The cured composite and the multilayer printed wiring board were obtained in the same manner as in Example 1 except that the heating temperature was changed from 200 ° C to 160 ° C in the second heating step, and the evaluation was performed in the same manner. The results are shown in Table 1.

Comparative example 1

The cured composite and the multilayer printed wiring board were obtained in the same manner as in Example 1 except that the heating in the second heating step was not performed, and the evaluation was performed in the same manner. The results are shown in Table 1.

Comparative example 2

After the curable resin composition layer with the support is adhered to both surfaces of the inner substrate, the support is peeled off, and the first heating and the formation of the via holes are performed while the support is peeled off, and the second heating is performed. In the procedure, the cured composite and the multilayer printed wiring board were obtained in the same manner as in Example 1 except that the heating temperature was changed from 200 ° C to 160 ° C, and the evaluation was carried out in the same manner. The results are shown in Table 1.
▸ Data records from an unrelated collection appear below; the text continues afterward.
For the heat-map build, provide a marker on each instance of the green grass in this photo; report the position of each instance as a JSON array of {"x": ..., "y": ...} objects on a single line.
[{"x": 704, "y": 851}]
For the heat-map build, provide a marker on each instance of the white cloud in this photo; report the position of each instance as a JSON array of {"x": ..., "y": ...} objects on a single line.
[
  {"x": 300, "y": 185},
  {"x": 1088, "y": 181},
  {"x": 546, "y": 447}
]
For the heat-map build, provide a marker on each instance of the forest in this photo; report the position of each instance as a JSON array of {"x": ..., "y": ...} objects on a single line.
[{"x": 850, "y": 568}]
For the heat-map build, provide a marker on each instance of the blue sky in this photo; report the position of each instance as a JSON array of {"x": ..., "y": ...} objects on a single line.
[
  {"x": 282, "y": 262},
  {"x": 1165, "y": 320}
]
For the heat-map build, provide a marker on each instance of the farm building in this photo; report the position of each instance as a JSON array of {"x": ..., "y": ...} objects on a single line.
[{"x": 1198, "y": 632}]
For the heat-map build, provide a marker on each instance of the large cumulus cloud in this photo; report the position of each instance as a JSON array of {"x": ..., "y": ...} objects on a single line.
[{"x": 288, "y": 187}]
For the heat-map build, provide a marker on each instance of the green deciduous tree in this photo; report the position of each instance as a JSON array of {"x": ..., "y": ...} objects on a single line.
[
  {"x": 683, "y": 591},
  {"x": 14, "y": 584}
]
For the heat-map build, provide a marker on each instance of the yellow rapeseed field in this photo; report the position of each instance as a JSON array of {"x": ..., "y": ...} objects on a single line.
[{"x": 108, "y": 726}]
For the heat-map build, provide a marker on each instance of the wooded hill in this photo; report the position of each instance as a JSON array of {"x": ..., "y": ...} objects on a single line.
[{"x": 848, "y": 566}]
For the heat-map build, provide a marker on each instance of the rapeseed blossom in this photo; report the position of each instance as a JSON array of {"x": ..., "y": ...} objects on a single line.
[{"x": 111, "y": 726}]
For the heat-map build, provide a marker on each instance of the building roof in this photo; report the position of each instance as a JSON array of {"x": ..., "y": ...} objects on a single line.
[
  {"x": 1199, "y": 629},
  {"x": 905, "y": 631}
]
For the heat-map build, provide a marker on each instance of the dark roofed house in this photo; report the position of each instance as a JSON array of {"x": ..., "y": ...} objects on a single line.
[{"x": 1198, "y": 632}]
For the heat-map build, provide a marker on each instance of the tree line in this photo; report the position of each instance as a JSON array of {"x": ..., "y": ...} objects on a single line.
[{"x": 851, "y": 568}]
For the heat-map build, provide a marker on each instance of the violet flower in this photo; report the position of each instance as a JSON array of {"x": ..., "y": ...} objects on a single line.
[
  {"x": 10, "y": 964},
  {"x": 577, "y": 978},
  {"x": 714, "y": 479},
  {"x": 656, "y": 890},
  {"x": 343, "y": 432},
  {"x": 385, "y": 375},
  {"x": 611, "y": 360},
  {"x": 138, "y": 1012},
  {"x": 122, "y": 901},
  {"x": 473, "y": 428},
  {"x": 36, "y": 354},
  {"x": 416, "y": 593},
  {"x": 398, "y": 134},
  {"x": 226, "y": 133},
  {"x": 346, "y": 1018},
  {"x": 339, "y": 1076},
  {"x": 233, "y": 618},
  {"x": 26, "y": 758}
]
As shown in Table 1, according to the production method of the present invention, it was found that a via hole having a small pore diameter can be formed, and a laminate having excellent heat resistance can be obtained (Examples 1 and 2).
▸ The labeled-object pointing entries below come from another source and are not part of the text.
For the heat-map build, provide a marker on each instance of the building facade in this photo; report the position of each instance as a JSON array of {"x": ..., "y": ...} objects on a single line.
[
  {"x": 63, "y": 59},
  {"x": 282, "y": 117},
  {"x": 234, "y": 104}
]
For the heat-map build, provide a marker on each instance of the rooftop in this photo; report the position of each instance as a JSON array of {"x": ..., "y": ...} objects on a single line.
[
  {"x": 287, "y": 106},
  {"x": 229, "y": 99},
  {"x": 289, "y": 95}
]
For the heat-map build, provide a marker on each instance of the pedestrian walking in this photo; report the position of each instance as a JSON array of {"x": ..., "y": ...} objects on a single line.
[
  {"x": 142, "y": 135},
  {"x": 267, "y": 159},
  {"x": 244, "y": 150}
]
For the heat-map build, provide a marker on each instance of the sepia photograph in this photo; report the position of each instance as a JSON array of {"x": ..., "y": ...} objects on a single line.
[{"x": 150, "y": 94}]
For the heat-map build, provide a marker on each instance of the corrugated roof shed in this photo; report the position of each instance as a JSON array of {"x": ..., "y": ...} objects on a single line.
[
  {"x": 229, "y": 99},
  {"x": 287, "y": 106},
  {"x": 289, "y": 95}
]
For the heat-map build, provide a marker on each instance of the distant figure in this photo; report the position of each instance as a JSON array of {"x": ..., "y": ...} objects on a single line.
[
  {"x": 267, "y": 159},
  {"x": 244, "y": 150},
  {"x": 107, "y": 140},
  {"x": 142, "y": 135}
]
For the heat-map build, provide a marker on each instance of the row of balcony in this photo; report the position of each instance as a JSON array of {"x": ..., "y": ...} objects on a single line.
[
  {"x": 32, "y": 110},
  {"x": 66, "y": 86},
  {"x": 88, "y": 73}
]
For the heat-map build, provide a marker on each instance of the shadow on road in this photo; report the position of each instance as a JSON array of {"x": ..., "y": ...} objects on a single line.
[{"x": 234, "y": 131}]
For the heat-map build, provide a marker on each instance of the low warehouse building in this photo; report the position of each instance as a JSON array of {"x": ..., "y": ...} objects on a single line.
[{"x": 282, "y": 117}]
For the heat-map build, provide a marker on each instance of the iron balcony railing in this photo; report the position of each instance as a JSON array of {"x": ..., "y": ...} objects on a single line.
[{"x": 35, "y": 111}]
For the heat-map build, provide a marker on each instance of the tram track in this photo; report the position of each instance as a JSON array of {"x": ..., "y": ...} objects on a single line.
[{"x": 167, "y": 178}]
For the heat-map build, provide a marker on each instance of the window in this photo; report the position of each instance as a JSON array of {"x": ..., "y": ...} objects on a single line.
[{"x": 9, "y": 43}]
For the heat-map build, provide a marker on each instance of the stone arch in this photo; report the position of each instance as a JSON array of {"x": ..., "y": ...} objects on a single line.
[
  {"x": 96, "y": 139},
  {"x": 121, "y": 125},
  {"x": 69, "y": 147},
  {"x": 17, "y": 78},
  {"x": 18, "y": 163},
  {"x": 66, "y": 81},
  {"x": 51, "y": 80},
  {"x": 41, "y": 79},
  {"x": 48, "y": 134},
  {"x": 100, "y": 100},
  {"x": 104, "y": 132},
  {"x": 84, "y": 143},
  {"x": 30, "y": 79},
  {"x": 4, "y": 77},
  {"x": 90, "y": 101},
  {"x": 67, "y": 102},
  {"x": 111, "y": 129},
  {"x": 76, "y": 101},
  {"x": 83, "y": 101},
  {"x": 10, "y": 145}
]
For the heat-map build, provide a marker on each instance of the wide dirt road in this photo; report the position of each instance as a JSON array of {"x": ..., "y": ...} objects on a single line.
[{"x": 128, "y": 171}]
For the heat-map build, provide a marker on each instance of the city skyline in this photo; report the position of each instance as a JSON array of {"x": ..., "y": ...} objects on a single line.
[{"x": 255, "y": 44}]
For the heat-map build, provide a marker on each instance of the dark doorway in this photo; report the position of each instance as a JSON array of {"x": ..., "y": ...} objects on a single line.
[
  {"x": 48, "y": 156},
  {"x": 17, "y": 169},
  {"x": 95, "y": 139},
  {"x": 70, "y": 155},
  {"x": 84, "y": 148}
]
On the other hand, when the second heating (formation of the via hole and the heating after the peeling of the support) was not performed, the solder heat resistance was poor (Comparative Example 1).

Further, when the first heating and the formation of the via holes were performed in a state where the support was peeled off, a via hole having a small aperture was not formed (Comparative Example 2).

Claims (5)

A method for producing a laminate, comprising: forming a curable resin composition layer having a support by forming a curable resin composition layer composed of a thermosetting resin composition on a support; In the first step, the curable resin composition layer with the support is formed on the surface side of the curable resin composition layer, and the substrate is laminated on the substrate to obtain a curable resin composition with a support and a support. a second step of forming a pre-hardening composite having a support composed of a layer; and thermally curing the curable resin composition layer to a cured resin layer by first heating the composite to obtain a substrate, and The third step of the cured composite body with the support of the cured resin layer of the support; the opening of the support body side of the hardened composite body with the support; the formation of the conductive resin layer The fourth step of the hole; the fifth step of obtaining the hardened composite composed of the substrate and the cured resin layer by peeling the support from the cured composite having the support; and the hardened composite a sixth step of the second heating; a seventh step of removing the resin residue in the via hole of the hardened composite; and a conductor layer formed on the inner wall surface of the via hole of the hardened composite and the cured resin layer In the eighth step, the formation of the conductor layer of the via hole is performed by filling the conductor in the via hole by electroless plating or a combination of electroless plating and electrolytic plating. The method for producing a laminate according to the first aspect of the invention, wherein the heating temperature of the second heating in the sixth step is lower than the heating temperature of the first heating in the third step. The method for producing a laminate according to the first or second aspect of the invention, wherein the formation of the conductor layer on the hardened resin layer is performed by electroless plating or a combination of electroless plating and electrolytic plating. A laminate obtained by the method for producing a laminate according to any one of claims 1 to 3. A multilayer circuit substrate comprising the laminate described in the fourth application of the patent application.